You are currently viewing Reframing Your Leadership Development

Apart from showing a genuine interest in the people in your team, and ensuring a values alignment, the next biggest thing you can do as a leader to develop a high performing team is …… to keep doing the work on yourself. I can remember when I started coaching, one of the comments that was consistently made was that as a coach, we need to keep working on ourselves so that our self-beliefs, perceptions and programs don’t get in the way of how we see our clients, and then ultimately how we coach them and therefore what outcomes they achieve.  Perception is Projection! Or put another way, your inner world creates your outer world.

So take a look at how your team is functioning and then ask, “What am I projecting?” When we reframe the way we view things, and ask this question, this then becomes a great opportunity for self growth. I love the quote “When we change the way we look at things, the things we look at change.” I’m currently reading ‘Radical Forgiveness’  by Colin Tipping, where he actually talks about one of the approaches I mention in my book, Career Awakening, showing how we can reframe why challenges come into our life.  He touches on a number of spiritual/metaphysical laws, and I’ll share some of them below:

1. “At the soul level, we get precisely what we need in our lives for our spiritual growth. We need others to mirror our misperceptions and our projections and to help us bring repressed material to our consciousness for healing.
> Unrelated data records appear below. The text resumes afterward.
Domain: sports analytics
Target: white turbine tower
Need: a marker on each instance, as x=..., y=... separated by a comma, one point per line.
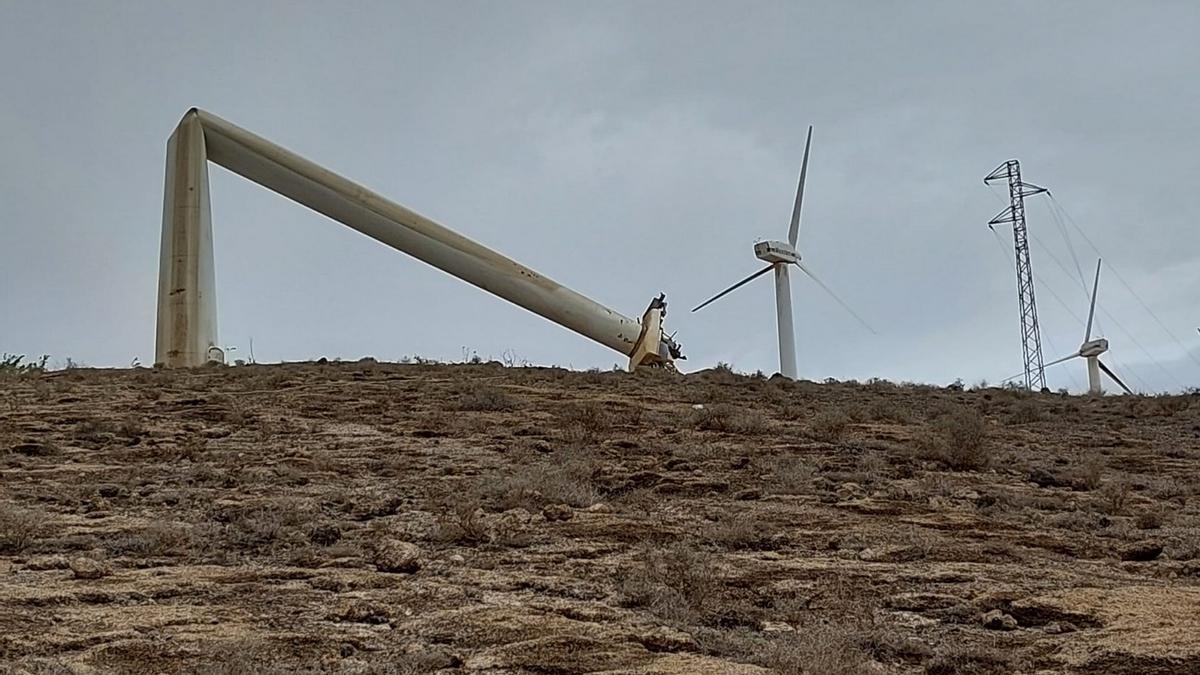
x=1091, y=350
x=778, y=256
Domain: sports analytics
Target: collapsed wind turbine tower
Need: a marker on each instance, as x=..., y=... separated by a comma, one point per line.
x=1031, y=334
x=187, y=312
x=1091, y=350
x=779, y=256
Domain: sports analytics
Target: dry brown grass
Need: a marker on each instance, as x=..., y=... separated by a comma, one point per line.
x=958, y=440
x=599, y=520
x=18, y=527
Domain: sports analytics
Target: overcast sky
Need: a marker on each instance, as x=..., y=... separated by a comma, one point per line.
x=622, y=149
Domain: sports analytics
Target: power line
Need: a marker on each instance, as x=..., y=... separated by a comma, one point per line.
x=1081, y=322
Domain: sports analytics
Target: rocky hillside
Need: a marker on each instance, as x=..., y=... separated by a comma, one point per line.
x=395, y=519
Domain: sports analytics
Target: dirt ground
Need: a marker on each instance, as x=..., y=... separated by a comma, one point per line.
x=395, y=519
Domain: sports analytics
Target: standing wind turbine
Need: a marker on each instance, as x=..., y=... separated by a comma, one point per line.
x=1091, y=350
x=778, y=256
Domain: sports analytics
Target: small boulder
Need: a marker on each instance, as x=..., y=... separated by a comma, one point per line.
x=557, y=512
x=1141, y=550
x=360, y=611
x=665, y=639
x=396, y=556
x=996, y=620
x=41, y=562
x=89, y=568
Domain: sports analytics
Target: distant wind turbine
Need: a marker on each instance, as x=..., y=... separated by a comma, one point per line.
x=778, y=256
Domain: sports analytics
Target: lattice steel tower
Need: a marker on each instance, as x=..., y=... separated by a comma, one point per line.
x=1031, y=335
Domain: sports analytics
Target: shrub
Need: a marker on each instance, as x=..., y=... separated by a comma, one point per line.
x=16, y=364
x=829, y=425
x=743, y=531
x=1114, y=497
x=957, y=440
x=828, y=649
x=729, y=419
x=678, y=583
x=1026, y=412
x=18, y=529
x=586, y=420
x=791, y=475
x=485, y=398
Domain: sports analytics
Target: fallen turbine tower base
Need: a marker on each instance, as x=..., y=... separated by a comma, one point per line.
x=187, y=320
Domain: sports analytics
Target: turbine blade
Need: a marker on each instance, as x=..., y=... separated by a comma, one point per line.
x=793, y=231
x=1091, y=311
x=735, y=287
x=1114, y=376
x=1056, y=362
x=834, y=296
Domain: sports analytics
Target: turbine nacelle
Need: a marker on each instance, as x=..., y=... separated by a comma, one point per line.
x=777, y=252
x=1093, y=347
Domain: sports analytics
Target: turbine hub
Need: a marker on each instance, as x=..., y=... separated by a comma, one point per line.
x=775, y=252
x=1093, y=347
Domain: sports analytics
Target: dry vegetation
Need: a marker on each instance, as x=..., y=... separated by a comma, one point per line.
x=402, y=519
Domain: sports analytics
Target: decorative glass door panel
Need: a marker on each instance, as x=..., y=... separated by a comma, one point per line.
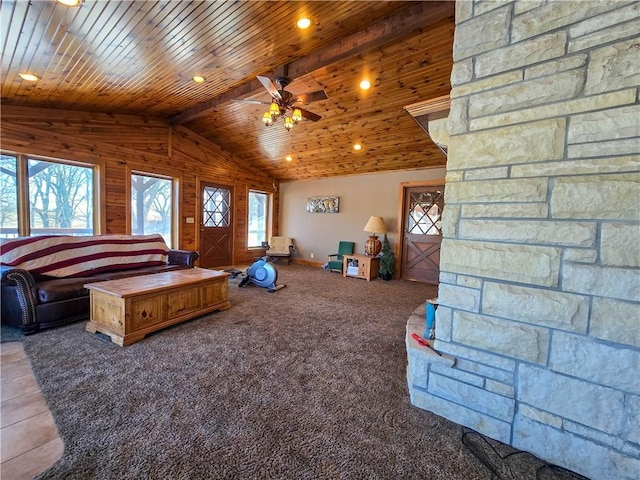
x=422, y=236
x=216, y=226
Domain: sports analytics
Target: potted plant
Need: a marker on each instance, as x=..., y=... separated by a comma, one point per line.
x=387, y=260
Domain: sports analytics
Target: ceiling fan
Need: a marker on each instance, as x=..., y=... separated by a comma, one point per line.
x=283, y=101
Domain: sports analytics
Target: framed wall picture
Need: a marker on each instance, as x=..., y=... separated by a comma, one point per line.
x=323, y=204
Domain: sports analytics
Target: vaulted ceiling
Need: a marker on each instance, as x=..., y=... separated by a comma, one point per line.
x=139, y=57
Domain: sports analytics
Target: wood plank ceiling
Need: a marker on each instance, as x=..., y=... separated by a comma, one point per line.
x=138, y=57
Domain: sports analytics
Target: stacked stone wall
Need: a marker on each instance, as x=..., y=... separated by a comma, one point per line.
x=540, y=263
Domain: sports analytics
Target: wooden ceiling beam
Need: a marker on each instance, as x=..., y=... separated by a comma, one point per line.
x=417, y=16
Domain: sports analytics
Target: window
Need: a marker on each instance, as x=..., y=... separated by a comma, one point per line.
x=152, y=206
x=58, y=197
x=8, y=197
x=257, y=221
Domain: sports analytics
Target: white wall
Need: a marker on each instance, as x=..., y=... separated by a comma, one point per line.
x=360, y=197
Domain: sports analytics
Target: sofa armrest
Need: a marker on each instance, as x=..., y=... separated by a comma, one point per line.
x=183, y=257
x=23, y=286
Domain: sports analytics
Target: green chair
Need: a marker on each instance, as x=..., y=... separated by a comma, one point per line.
x=344, y=248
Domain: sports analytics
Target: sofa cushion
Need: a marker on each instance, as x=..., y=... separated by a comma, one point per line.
x=68, y=256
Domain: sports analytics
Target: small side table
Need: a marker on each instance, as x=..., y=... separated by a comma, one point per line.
x=367, y=266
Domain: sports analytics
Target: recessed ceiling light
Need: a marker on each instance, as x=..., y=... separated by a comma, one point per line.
x=29, y=77
x=303, y=23
x=71, y=3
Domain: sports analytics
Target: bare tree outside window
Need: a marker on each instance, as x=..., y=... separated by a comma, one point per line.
x=60, y=198
x=8, y=197
x=152, y=206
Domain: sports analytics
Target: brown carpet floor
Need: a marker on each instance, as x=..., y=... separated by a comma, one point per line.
x=308, y=382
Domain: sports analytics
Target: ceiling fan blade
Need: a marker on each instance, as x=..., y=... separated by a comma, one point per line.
x=254, y=102
x=271, y=88
x=314, y=117
x=312, y=96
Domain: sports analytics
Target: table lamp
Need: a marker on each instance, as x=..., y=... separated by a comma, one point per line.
x=375, y=225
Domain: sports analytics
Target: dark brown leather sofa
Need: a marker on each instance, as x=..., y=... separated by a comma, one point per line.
x=34, y=302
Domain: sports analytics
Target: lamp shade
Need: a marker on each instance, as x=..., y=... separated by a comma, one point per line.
x=375, y=225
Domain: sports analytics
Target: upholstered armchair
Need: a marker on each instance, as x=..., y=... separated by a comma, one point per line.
x=336, y=259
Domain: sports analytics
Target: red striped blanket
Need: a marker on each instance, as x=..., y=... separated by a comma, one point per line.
x=68, y=256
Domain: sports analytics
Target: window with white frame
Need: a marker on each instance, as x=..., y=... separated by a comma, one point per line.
x=152, y=206
x=258, y=212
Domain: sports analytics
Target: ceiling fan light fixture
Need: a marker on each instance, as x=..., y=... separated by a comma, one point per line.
x=303, y=23
x=29, y=77
x=288, y=123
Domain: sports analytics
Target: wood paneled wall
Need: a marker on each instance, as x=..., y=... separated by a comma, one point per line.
x=122, y=143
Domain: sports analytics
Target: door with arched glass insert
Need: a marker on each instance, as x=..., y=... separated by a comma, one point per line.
x=422, y=233
x=216, y=226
In other words, our world reflects back to us something that we need to develop or grow within ourselves. For example, when we have a team member who is challenging our leadership and direction, there is an opportunity for growth. It may be that on some level we are  doubting our leadership, and this person has appeared to help us step back into our power, so we need to ask ourselves, where am I not empowered?

Another one of the laws/assumptions about life is:

2. “The world of humanity is a spiritual classroom, and life is the curriculum. Our lessons are the events that happen in life. The objective is to awaken to the truth of who we are.”

Ask yourself, how often do you stop and view your experiences and challenges from the perspective of being in a classroom, and searching for the lesson that the experience is trying to teach you? When we learn the lesson, the lesson disappears. So if you are grappling with an issue with a team member, or in fact your team, then this is the place to look, and ask “What is the lesson I need to learn from this?”

If you’re having trouble finding the lesson in the challenge, or reframing what is going on in your team, and what it’s trying to show you about your growth as a leader, book in for a session with me. It can help to have someone ask you the right questions to see what’s actually going on.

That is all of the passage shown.